Tulisan ini salah satu cara untuk mencagar kata kakaren dari kelangkaan penggunaan atau bahkan dari kepunahannya. Hanya saja kali ini 'kakarian'-nya bukan berupa makanan, melainkan beberapa pernik menarik sepanjang Ramadan lalu.

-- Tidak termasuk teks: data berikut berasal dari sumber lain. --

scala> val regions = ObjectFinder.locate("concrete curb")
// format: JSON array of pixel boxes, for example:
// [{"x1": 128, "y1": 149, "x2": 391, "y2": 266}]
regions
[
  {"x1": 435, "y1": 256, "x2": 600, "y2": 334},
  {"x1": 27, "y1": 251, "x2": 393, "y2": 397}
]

Pertama, Ramadan 2023 lalu memberi kita---khusus yang berpuasa genap 30 hari---lima hari Jum'at. Hal ini terjadi karena perbedaan antara tahun matahari dan tahun lunar, serta perbedaan jumlah hari dalam bulan Gregorian dan bulan Hijriah. Dalam tahun Hijriah, setiap bulan terdiri dari 29 atau 30 hari. Dalam bulan Ramadan pada tahun 1444 H, terdapat 30 hari Hijriah, yang berarti terdapat lima minggu lengkap. Oleh karena itu, lima hari Jumat jatuh dalam bulan Ramadan tersebut.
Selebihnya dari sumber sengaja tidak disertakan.